North Korea rejects US criticism of failed satellite launch

Lazy eyes listen


The US is in no position to condemn North Korea for attempting to launch a satellite after sending thousands into space itself, said Kim Jong-un’s prominent sister on Thursday. Kim Yo-jong stated that Pyongyang would soon launch its first reconnaissance spacecraft.

North Korea confirmed on Wednesday that its rocket carrying the military satellite Malligyong-1 crashed into the Yellow Sea due to a second-stage engine malfunction.

Washington and its allies in South Korea and Japan condemned the development.
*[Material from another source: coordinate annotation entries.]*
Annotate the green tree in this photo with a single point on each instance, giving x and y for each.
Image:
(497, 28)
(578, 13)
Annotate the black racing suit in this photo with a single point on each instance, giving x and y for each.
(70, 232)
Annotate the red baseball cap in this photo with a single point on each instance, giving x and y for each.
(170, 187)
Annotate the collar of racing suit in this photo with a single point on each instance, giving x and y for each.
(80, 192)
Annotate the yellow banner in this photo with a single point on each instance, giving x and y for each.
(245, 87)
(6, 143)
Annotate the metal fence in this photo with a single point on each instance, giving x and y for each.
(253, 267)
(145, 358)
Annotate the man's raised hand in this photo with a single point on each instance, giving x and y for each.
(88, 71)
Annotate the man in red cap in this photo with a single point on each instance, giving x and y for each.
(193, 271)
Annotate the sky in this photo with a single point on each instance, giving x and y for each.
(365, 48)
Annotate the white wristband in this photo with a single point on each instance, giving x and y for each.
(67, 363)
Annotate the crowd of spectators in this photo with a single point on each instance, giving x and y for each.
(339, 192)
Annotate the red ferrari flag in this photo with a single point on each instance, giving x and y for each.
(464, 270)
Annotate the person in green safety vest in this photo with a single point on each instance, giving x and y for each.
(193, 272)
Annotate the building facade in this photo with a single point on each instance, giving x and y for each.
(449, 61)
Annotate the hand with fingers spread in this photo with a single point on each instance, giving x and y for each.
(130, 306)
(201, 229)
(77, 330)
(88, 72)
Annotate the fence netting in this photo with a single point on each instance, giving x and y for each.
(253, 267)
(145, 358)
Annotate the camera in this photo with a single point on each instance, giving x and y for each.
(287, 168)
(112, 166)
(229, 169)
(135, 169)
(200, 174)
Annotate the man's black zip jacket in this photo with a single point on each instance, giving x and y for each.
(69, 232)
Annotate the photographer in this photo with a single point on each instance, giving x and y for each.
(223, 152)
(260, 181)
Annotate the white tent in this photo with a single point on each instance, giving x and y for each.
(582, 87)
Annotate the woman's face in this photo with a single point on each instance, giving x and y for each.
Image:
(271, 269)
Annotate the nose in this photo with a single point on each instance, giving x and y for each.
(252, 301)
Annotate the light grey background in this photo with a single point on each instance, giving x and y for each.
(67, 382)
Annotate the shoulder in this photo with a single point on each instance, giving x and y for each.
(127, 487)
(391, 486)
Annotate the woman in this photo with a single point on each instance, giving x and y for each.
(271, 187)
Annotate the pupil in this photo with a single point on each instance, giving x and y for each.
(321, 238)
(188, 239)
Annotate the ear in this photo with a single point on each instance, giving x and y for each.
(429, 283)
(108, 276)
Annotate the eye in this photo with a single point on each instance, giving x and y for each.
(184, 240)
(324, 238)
US National Security Council spokesperson John Kirby said Pyongyang’s attempted launch was cause for “major concern,” even if it failed. “Kim Jong-un and his scientists and engineers work, improve, and adapt.” And they continue to develop military capabilities that pose a threat not only to the peninsula but to the region as a whole,” he added.

According to Kirby’s colleague Adam Hodge, “the door to diplomacy has not closed, but Pyongyang must immediately cease its provocative actions and instead choose engagement.”

Kim Yo-jong claimed in a statement quoted by the Korean Central News Agency (KCNA) that “if the DPRK’s (Democratic People’s Republic of Korea) satellite launch is particularly condemned, the US and all other countries that have already launched thousands of satellites should be denounced.” This is nothing but self-contradiction sophism.”

“The far-fetched logic that only the DPRK should not be allowed to do so… even though other countries are doing so is clearly a gangster-like and wrong one of seriously violating and illegally oppressing the DPRK’s right to use space,” she said.

Pyongyang is prohibited by a UN Security Council resolution from utilising ballistic missile technology for any purpose, including space launches.

Kim’s sister, a prominent member of North Korea’s ruling Workers’ Party, asserted that “it is certain that the DPRK’s military reconnaissance satellite will be correctly placed in space orbit and begin its mission in the near future.”